State v. Edwards, 2022-NCCOA-712, ___ N.C. App. ___ (Nov. 1, 2022)

In this Graham County case, defendant appealed the denial of his motion for appropriate relief (MAR) due to a flaw in the indictment, arguing that the indictment failed to allege a legal entity capable of owning property. The Court of Appeals affirmed the denial of defendant’s MAR.  

The basis of defendant’s argument arose from his conviction for breaking and entering, felony larceny, and felony possession of goods in 1994, after defendant stole a television, VCR, and microwave from what the indictment identified as “Graham County Schools,” with the additional location identified as “Robbinsville Elementary School.” When defendant was subsequently indicted in 2020 for possession of stolen goods or property and safecracking, and attaining habitual felon status, defendant filed a MAR. Defendant argued that “Graham County Schools” was not a legal entity; the trial court denied the MAR, finding that “Graham County Schools” implied the actual ownership of “Graham County Board of Education.” Slip Op. at 2-3. 

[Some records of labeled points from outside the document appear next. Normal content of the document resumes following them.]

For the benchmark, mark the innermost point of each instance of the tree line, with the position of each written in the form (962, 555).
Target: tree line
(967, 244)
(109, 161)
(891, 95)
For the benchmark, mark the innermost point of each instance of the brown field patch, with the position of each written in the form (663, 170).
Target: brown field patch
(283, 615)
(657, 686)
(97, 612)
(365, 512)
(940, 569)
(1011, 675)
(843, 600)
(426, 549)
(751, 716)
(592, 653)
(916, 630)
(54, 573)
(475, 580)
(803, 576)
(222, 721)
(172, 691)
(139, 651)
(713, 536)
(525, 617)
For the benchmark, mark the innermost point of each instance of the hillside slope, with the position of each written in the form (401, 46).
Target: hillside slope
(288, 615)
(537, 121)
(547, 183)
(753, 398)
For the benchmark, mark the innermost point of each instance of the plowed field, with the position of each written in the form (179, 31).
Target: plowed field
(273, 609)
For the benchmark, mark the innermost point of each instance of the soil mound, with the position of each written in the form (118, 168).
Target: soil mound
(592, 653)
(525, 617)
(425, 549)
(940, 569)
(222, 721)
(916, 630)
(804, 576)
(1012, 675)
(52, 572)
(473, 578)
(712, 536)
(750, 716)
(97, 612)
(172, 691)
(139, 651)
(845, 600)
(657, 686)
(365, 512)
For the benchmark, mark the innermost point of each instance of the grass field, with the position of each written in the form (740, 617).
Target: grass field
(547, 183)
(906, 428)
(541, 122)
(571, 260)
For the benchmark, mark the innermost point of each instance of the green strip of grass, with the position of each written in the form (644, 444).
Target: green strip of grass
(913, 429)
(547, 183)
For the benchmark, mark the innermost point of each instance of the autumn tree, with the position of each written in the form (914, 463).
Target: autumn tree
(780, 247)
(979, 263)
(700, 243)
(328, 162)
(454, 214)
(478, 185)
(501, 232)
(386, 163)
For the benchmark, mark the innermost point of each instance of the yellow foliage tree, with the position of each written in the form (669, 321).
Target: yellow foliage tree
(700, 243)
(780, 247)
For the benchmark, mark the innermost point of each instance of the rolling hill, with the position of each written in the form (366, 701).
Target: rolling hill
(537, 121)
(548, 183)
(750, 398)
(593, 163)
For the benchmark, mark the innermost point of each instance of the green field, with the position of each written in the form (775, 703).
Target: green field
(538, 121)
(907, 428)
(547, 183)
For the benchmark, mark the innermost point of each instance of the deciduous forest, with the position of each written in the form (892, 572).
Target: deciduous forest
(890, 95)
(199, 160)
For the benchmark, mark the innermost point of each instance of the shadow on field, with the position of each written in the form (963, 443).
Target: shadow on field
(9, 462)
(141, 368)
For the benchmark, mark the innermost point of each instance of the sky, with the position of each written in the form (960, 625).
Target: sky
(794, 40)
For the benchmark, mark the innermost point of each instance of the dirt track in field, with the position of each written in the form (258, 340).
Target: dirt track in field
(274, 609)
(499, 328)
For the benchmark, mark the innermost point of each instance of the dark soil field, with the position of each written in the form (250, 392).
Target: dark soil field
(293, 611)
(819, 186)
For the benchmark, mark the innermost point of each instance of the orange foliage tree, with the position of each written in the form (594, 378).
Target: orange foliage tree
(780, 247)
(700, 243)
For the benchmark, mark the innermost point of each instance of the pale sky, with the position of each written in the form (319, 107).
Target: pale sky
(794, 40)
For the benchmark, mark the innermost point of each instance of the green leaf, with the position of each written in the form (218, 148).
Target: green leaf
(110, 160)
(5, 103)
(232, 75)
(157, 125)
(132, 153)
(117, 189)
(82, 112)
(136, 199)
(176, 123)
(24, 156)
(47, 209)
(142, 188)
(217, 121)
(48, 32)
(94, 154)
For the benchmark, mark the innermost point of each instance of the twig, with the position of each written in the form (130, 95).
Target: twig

The court explained that North Carolina law does require identification of an entity capable of owning property, but “larceny indictments have been upheld where the name of the entity relates back or ‘imports’ an entity that can own property.” Id. at 5. Referencing State v. Ellis, 368 N.C. 342 (2015), the court noted that a larceny indictment listing “North Carolina State University” was upheld although the statute only identifies N.C. State University as a constituent institution of the University of North Carolina. Slip Op. at 6. Here, the court found that “Graham County Schools” similarly imported the Graham County Board of Education.